Pensjonat pomoże stanąć na nogi trudnej młodzieży. Dzięki pracy i mieszkaniu w schronisku łatwiej wejdą w dorosłe życie. No i trudniej będzie im wrócić na złą ścieżkę.
Stowarzyszenie Ad Rem zplanowało, że w hostelu pracę znajdzie 10 osób. Zajmą się dosłownie wszystkim od sprzątania po organizaowanie wypożyczalni rowerów.
"Dziś często mają roszczeniową postawę. Myślą, że coś im się po prostu należy. W hostelu na wszystko będą musieli zapracować" - mówi Anna Ziober ze Stowarzyszenia.

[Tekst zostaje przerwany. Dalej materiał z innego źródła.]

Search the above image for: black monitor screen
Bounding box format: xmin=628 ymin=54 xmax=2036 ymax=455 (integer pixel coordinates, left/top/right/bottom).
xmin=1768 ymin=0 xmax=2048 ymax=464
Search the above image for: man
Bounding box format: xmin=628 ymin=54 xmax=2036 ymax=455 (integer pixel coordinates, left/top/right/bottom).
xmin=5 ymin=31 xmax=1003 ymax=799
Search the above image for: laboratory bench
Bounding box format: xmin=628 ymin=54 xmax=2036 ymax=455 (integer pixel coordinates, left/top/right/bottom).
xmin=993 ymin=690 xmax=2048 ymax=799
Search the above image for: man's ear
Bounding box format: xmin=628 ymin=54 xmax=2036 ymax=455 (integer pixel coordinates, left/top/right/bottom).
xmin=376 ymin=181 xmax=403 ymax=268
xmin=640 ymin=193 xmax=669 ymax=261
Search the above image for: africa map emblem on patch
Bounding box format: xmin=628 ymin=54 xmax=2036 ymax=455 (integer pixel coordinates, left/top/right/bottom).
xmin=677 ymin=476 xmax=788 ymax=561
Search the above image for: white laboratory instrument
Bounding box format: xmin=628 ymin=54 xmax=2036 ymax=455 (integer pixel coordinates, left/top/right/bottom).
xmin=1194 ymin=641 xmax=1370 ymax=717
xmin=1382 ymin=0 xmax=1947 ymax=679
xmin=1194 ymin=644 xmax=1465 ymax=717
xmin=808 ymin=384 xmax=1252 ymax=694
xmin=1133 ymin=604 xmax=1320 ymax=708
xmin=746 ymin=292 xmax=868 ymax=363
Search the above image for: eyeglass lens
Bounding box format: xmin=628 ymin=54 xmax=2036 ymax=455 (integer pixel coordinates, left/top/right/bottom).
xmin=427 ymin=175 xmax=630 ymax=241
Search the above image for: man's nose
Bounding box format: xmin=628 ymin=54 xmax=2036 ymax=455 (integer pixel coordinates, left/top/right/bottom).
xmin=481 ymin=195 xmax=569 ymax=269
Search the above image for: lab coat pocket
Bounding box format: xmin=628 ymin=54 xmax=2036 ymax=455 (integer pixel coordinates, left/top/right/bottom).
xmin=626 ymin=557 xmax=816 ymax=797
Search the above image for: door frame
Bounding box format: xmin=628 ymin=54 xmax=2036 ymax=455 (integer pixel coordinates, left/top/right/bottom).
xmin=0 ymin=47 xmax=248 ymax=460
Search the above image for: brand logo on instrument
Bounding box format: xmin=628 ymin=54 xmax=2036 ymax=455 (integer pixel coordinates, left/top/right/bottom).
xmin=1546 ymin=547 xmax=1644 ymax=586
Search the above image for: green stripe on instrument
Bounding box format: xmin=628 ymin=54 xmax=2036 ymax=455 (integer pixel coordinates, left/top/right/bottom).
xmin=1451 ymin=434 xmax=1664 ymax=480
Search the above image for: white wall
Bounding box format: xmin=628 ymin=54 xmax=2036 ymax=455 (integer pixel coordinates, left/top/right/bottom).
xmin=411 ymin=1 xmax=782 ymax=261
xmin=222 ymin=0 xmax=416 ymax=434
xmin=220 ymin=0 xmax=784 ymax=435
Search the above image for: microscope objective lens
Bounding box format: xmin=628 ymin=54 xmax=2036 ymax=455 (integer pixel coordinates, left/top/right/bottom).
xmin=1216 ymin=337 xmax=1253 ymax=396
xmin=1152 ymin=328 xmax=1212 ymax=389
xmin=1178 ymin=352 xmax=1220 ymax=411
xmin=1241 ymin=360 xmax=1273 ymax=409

Jak jednak pisze "Polska", wychowanków ośrodków socjoterapii to nie przeraża. "Gdyby znalazło się dla mnie miejsce w hostelu, byłabym w siódmym niebie. Miałabym pracę i mieszkanie. Nie wróciłabym do domu" - mówi gazecie 17-letnia Ola. Notorycznie wagarowała, ma na koncie kilka pobić, do matki nie chce już wracać.
Eksperci pionierski pomysł w Europie głośno chwalą. Podkreślają, że w hostelu musi być jednak wyraźny lider. "Najlepiej, gdyby to był nawrócony chuligan. Ktoś, kto byłby zywym dowodem na to, że zamiast krętaczem i cwaniakiem warto być uczciwym pracownikiem" - mówi "Polsce" prof. Zbigniew Nęcki z Uniewrsytetu Jagiellońskiego w Krakowie.
Stowarzyszenie nie ma jeszcze budynku na hostel. Ale obiecana jest już unijna dotacja na jego remont. Ruszy, kiedy tylko znajdzie się lokal.